By Veronica Volk
The New York State Department of Health says they will be creating a
directory of doctors registered to sign patients up for medical
marijuana but in the meantime it can be hard to find registered
physicians.
Nancy Adams at the Monroe County Medical Society says
when the Compassionate Care Act Passed, legalizing the use of medical
cannabis for specific patients under specific circumstances, she was
excited. She's a proponent of the treatment option and she thought
people who were eligible and in need would have access to the drug in
January.
Well, it's January.
"What's actually panned out
here is that there actually are very few physicians in New York State
relatively speaking who have actually taken the course and met the
requirements to certify patients for medical marijuana use."
Adams says most of these doctors are downstate, and she said she didn't know of any doctors in the area who were registered.
It
turns out, finding out exactly who is registered and where they are is
difficult, but, we do know of at least one doctor in Monroe County who
is registered.
His name is Steven Ognibene. He's a rectal surgeon.
"New
York State has some very strict rules about what diseases will be
covered or acceptable to register their patients for, two of those
conditions were very applicable to my profession.
Getting
registered was really easy, Ognibene says: all it took was an
application, a 4.5 hour online training course, and a few forms from the
Department of Health.
But actually recommending and signing a patient up is a really complicated process.

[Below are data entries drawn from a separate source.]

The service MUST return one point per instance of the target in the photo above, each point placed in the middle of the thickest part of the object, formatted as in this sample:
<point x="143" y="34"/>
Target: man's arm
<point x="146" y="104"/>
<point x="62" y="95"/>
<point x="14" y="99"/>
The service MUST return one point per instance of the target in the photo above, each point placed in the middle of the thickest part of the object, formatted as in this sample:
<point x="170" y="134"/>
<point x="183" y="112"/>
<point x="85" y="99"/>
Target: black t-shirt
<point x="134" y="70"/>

"It is still considered a class one substance which is still illegal in the United States as deemed by the federal government."
Which
means doctors can't prescribe it in a traditional way, and there are a
lot of extra steps to separate the doctor from the cannabis.
It
goes something like this: A doctor can talk to their patients about the
benefits of medical marijuana, which is protected under the laws of
freedom of speech. Then the patient can leave, make a decision on their
own, and then ask the doctor to help them sign up to be on the cannabis
registry later.
"The frustrating thing about that is we lose a little bit of control over how the patients have decided to use the product.
Ognibene
hasn't signed any of his patients up, yet. Despite his frustrations,
he's actually very optimistic about the potential benefits of medical
marijuana.
In fact, he didn't just get registered just for the
sake of his practice and his patient. Ognibene has a son, Vinny, with
epilepsy.
"At the age of about sixteen or eighteen months,
started showing a very rapid decline in neurological function, losing
his language skills, and actually starting to have seizures."
In
the beginning, it was somewhere between 75 and 100 seizures a day. Vinny
is 10-years-old now, and averaging one or two seizures a day, Ognibene
says, but they're more severe.
"Despite I would say a dozen
different medications, special restrictive diets, intravenous therapies,
we've had no luck getting his epilepsy under control."

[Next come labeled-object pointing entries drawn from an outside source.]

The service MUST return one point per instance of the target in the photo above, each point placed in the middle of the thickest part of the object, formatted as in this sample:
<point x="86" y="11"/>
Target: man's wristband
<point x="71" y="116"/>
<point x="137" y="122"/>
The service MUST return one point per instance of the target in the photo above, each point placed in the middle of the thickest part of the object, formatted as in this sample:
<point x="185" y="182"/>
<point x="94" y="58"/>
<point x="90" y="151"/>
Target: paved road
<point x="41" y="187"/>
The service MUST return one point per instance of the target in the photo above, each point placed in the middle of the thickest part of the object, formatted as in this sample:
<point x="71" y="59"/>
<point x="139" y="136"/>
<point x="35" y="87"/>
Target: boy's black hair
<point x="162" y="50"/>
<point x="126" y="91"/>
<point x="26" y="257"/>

But there's one thing they haven't tried.
Ognibene
is hopeful that medical marijuana could help his son. And he says
Vinny's doctors think he's an eligible candidate as well.
"I
wanted to make sure that the process was as easy as I hoped it would be,
and I could use some of that to help our neurology team to understand
and demystify the process to understand it's not as hard and daunting of
a process as it sounds."
Ognibene says as much as he'd like to,
he can't register his son himself. In the meantime, he's waiting on his
son's doctors to register with the state.